It looks as though Governor Christie may have been influenced by the visit he’d gotten recently by the father of a child stricken with a rare form of epilepsy that is controlled with the use of medical marijuana.

The sticking point was the Governor’s reluctance to sign a bill that would have eased some restrictions on its use for children.

He reiterated this point to the father of 2 year old Vivian Wilson saying, “I know you think it’s simple and it’s not.”

However he did agreed to ease access to medical marijuana for children suffering from chronic illness, but has conditionally vetoed the bill sent to him by the legislature.

N.J. Gov. Chris Christie agreed Friday to ease access to medical marijuana for chronically ill children. The governor offered provisions to a bill allowing marijuana cultivators to produce more than three strains of the drug and for state-approved dispensaries to sell ingestible forms of pot for children to consume.

According to Christie’s tweaks in the bill:

“Qualified minors should be allowed access to products in appropriate edible forms to ensure that children can receive treatments consistent with their age and medical needs, as well as the individual preferences of their guardians.

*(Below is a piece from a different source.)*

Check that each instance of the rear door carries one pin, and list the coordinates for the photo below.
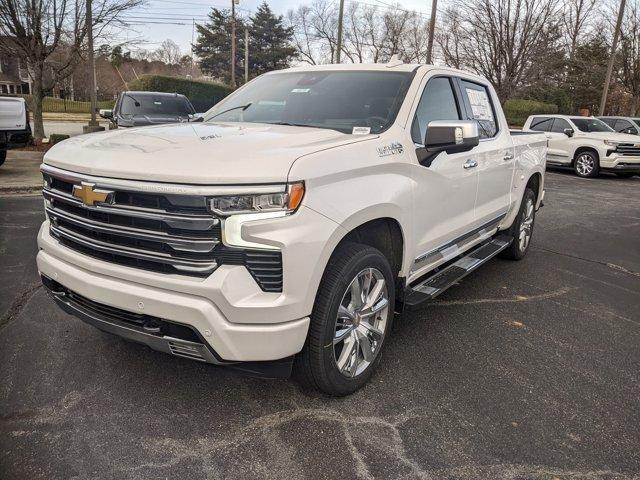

As I have repeatedly noted, I believe that parents, and not government regulators, are best suited to decide how to care for their children.”

He conditionally vetoed an existing bill, leaving one provision which requires referrals from a pediatrician as well as from a psychiatrist. A third doctor’s approval is required if the pediatrician is unregistered with the medical marijuana program.

Wilson was not happy with Christie’s conditional veto. He told CNN’s Jake Trapper:

“Everyone expected a conditional veto, but this is kind of even lower than the worst-case conditional veto that we thought. So while it is a small victory, he kind of put himself all over it and really just maintains the idea of making one of the worst medical marijuana programs in the country and one of the most unsafe medical marijuana programs in the country.

The psychiatrist is a roadblock. You’re talking about sick kids who aren’t even necessarily capable of talking.

To keep that in is just telling parents who are suffering with these horrible diseases with children, ‘I’m going to make it more difficult for you to get treatment for your child.’”

Brian Wilson has a point, and that is, why take a child to a psychiatrist when the child him or herself may not be able to even speak to the shrink.

There’s also the provision that a third pediatrician licensed to prescribe medical marijuana be consulted if the original pediatrician isn’t.

Seems like too many hoops to me.

Imagine, you can get more addictive drugs like oxy and vicotin with one doctor’s referral, but medical marijuana for anyone, not just a child requires one to surmount a series of roadblocks.